3. ‘Ultra-processed foods’ is a term that not only a misnomer but a threat to food processing as we know it. A more appropriate term would be ‘ultra-formulated’ (although it has challenges as well). This category of foods actually lumps together all food products that contain more than five ingredients. Included in the description of ultra-processed foods are products that contain the following types of additives: anti-bulking agents, anti-caking agents, bulking agents, carbonating agents, colorants, color stabilizers, defoaming agents, emulsifiers, firming agents, flavor enhancers, glazing agents, humectants, sequestrants, and synthetic sweeteners. An easier way to envision what constitutes an ultra-processed food is any manufactured product that contains more than five ingredients on the ingredient statement. Thus, lumped in with products high in sugar or salt are all convenience foods, functional foods and distilled spirits.

Numerous studies have linked ultra-processed foods to specific diseases without differentiating the effects of foods in each of these broad categories. It is important that the food science community unite behind an opposition to this classification of food. Alan Kelly has a clear concise summary of the problem in Molecules, Microbes, and Meals with such a classification which is also available in a different form online.

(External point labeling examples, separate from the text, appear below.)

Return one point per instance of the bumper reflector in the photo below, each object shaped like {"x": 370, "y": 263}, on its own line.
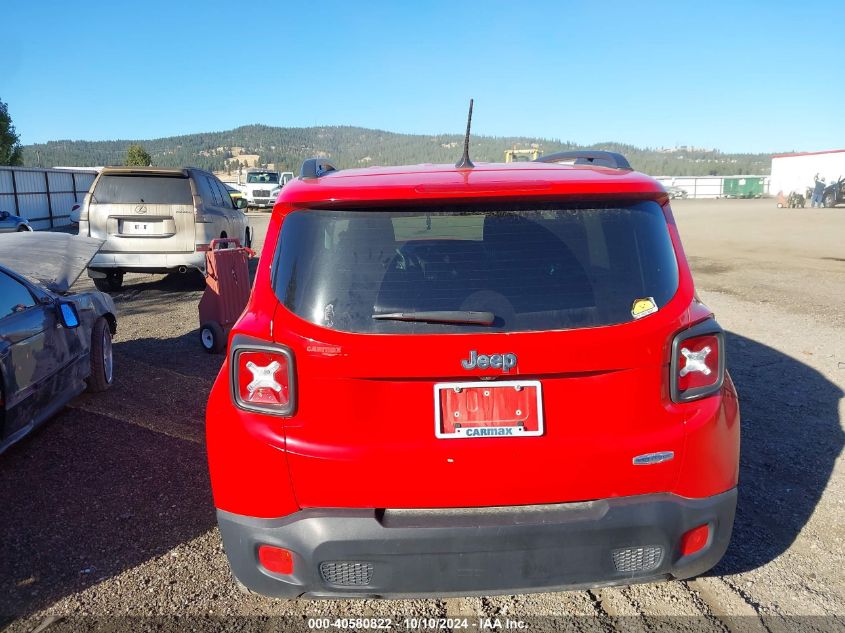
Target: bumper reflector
{"x": 347, "y": 573}
{"x": 695, "y": 539}
{"x": 636, "y": 559}
{"x": 275, "y": 559}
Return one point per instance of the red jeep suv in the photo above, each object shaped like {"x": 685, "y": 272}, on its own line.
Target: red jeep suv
{"x": 473, "y": 380}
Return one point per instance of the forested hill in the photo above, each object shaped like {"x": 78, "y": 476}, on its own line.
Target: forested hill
{"x": 359, "y": 147}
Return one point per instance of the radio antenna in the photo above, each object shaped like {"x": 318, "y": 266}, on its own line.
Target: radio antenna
{"x": 465, "y": 162}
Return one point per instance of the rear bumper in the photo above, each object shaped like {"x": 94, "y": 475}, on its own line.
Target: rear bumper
{"x": 406, "y": 553}
{"x": 148, "y": 262}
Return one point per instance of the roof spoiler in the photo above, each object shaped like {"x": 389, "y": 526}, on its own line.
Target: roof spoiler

4. Greater interaction between nutritionists and food scientists is also necessary to move the both fields ahead. Despite identifying ourselves as food scientists, we both have a Ph.D. in Food Science and Nutrition from the University of Massachusetts. Somewhere along the line the connection we experienced in grad school between nutrition and food science has been lost. The same group of critics that is telling the public to avoid processed foods is rejecting conventional nutrition, labeling it nutritionism, and turning to “self-taught nutritionists.” We need traditional nutritionists to help clarify how to improve the healthiness of foods, and they need us to work on developing a more nutritious food supply.

rows of multigrain breads and buns
Ultra-processed, mass-produced breads and buns at our local Whole Foods Market

5. Keeping a healthy distance between academe and industry is also important. IFT members from the food industry should be careful not to put those of us from academe in a box. In Unsavory Truth Marion Nestle suggests that “The purpose of food science is to support the food industry by training students for jobs in the industry and by conducting research to support industry goals and practices.” With that one sentence she has labeled university food scientists, by virtue of our degree, as walking conflicts of interest.

Academic food scientists need to be able to demonstrate some distance from the industry to maintain their credibility with the public. Enhanced credibility by these scientists can help the field in the battle to defend ultra-processed foods. Likewise, researchers outside the industry need to recognize that without a viable food industry, the application of scientific principles developed in their labs will be limited. At the end of the day, however, we have a common goal as food scientists, to deliver “healthful” food products that appeal to consumers, taste great, and are affordable—a  very tough challenge!

I hope these comments are helpful when you put together your remarks as you assume the Presidency of IFT. I wish you well in communicating across the organization.



PS In this letter I have probably left off the greatest challenge we face as food scientists which is how to feed the 9 Billion people that will be on earth by 2050. It is difficult to see how we will meet this challenge without both processed foods brought to us through new technologies and locally sourced, fresh foods.

*This letter has been lightly edited from the one I originally sent to Noel. Links and photos have also been added.